I have never made paella before. It's one of those dishes that seems a bit scary, all fraught with rules, and despite having spent a couple of weeks in Spain, I'm not as familiar with Spanish cuisine as I might be. It's not a well-represented style, around here. However, I do remember from my travels that I encountered many a diverse dish that all claimed to be a type of paella, which encouraged me that there are a variety of acceptable variations - and probably some devious restaurateurs who will call anything made with rice a paella to get some tourist dollars.
In the spirit of full disclosure, the dish that I made would probably properly be designed an "arroz" in Spain, because a) the pan it was made in (not a proper paella pan, simply a big ol' non-stick skillet) and b) much of the cooking time is spend in the oven. Not, therefore officially paella, even though its oven-time was uncovered, to allow the dish to roast, as opposed to steam.
The recipe I chose to take a whack at is none other than Mark Bittman's Paella with Tomatoes. It promised to be fairly quick and painless, and that is exactly what I was looking for. However, since I wasn't serving vegetarians, I decided to meat-it-up a little. My brief search for serrano ham was unfruitful, so I settled for thick-cut lean prosciutto, which I then cut into matchsticks (or rather, Palle cut into matchsticks, since cutting anything is hard for me these days), and rounded it out with a half-pound of large, raw prawns. I also added some sliced green olives (which had been stuffed with garlic, yum) because the flavours just seemed to go.
Other than that, I followed the linked-above recipe fairly closely.
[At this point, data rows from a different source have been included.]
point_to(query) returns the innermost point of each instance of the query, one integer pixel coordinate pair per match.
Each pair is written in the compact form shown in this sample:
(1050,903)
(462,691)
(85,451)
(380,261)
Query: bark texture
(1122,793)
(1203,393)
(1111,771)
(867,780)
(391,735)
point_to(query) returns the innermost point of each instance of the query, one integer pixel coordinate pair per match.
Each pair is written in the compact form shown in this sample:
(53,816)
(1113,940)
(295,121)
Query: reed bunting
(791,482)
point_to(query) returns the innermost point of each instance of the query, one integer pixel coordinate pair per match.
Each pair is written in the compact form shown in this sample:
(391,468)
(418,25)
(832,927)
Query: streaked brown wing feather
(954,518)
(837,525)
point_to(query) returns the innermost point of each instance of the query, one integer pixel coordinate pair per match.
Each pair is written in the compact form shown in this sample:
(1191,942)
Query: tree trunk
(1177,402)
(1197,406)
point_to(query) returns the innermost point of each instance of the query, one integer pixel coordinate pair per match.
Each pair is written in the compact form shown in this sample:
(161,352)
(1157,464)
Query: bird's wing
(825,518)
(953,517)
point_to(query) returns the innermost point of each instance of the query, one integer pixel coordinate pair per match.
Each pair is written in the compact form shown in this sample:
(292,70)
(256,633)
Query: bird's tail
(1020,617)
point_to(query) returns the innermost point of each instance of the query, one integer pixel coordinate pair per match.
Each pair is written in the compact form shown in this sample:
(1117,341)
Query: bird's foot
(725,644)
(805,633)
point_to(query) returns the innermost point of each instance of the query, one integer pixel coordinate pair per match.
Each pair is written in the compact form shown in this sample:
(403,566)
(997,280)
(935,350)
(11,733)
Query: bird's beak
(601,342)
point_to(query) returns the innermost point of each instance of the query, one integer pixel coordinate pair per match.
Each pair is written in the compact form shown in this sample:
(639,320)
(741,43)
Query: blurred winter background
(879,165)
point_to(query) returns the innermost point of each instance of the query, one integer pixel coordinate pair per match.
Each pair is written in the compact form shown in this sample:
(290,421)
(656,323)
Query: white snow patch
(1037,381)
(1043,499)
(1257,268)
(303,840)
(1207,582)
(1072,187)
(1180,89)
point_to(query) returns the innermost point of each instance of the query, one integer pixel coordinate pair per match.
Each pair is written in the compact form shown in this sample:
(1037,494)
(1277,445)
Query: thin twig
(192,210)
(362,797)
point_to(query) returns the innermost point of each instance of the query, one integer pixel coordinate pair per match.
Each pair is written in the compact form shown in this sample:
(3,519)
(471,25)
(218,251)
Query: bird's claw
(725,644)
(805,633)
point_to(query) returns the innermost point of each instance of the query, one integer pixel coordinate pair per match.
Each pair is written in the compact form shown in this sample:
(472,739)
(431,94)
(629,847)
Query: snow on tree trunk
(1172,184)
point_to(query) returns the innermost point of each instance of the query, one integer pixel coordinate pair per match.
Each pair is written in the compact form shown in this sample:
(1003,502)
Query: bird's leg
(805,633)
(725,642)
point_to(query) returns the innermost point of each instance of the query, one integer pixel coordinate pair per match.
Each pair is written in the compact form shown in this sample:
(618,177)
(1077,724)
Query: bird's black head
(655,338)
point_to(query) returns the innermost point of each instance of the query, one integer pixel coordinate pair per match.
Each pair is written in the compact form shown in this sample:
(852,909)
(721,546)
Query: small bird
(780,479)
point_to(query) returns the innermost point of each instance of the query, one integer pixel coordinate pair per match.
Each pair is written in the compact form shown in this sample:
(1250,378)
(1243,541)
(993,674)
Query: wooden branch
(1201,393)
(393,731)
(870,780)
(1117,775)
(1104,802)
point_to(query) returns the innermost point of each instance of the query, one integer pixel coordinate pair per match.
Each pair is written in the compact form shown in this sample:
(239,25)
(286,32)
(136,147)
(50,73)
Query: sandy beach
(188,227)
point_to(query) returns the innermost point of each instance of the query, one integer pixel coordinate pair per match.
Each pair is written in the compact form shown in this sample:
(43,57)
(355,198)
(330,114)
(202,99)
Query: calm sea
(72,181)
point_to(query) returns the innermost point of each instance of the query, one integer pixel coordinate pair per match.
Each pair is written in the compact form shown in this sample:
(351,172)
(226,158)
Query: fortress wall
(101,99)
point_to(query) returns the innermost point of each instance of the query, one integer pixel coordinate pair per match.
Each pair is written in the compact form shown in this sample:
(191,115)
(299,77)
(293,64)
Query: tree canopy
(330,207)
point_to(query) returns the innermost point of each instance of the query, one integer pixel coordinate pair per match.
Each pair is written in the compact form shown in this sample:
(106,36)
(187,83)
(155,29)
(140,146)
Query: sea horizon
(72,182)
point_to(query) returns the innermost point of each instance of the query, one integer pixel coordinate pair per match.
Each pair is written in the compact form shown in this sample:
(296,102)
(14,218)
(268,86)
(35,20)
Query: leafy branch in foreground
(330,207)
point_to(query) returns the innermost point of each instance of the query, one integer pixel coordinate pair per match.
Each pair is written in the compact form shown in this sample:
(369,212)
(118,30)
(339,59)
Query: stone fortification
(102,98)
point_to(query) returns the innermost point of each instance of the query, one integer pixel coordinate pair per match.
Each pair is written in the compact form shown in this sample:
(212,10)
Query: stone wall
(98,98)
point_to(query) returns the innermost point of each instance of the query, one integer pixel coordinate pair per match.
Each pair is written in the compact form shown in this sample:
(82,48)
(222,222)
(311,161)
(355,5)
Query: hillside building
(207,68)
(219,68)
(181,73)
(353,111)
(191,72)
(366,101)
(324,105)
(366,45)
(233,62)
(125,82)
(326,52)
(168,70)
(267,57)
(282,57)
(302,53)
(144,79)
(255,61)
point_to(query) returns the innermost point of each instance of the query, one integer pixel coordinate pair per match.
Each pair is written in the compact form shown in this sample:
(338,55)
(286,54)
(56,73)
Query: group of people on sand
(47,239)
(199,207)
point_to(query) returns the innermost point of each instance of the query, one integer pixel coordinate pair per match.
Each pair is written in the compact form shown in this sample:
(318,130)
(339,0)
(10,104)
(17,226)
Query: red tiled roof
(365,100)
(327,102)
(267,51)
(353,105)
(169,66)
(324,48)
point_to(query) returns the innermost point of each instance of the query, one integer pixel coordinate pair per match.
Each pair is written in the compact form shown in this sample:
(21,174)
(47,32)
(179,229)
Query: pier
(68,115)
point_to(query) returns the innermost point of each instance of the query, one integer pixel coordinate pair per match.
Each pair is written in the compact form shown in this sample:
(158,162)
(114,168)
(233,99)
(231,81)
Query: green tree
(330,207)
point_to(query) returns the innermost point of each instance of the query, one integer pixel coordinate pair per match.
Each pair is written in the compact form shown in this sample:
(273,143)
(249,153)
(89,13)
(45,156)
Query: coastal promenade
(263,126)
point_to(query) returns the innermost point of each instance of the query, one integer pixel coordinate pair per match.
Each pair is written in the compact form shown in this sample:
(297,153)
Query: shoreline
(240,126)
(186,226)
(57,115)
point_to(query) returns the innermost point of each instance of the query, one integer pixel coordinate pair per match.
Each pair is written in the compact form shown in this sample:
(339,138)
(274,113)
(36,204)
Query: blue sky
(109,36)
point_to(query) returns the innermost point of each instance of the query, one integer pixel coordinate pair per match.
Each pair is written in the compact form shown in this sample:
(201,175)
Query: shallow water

I added the matchsticks of ham with the onions, I tossed the sliced olives with the raw tomato wedges (heirloom tomatoes, an orange brandywine type and a green zebra), and I added the peeled prawns to the top of the pan when it had just seven minutes left to go in the oven. The only real divergence from the recipe methodology was to add the saffron to the warmed veggie stock, as opposed to simply plunking it in with the tomato paste.
I learned a few useful things:
One, I used too much saffron. My version of a large pinch may have been just a smidge too large. It didn't render it inedible, or even unenjoyable, but for future reference, a medium pinch would be better. There is a very slight bitterness to saffron, which becomes exacerbated when used in too-great a quantity. A little goes a long way.
Two, I should have tossed the shrimp with a little of the olive oil and maybe a dab of paprika, before adding them to the pan. While they were plump and delicious, they did sit on top looking a bit like an after-thought. A little pre-emptive anointing would have taken care of that beautifully. When I was in Spain, the prawns that arrived on a paella were inevitably in head-on fashion, but I wanted this to be simple to eat. If I had left the prawns at least in their shells, however, I could have added them with the tomato layer at the beginning of the oven time, and they would have integrated into the dish a bit more.
Three, while heirloom tomatoes make a very sexy salad, there's something unsettling about green tomatoes coming out of the oven. Not a huge objection, but I found myself thinking that red tomatoes might have been more beautiful.
Four, the quality of the olives counts. Enough said.
Five, the slightly caramelized roasted tomatoes were fantastic. I wouldn't dare try this with insipid supermarket orbs.
With all of those things in mind, it is really only a matter of time before I make this again, incorporating my new-found experience and, since it produces such a lot of food, maybe even for guests.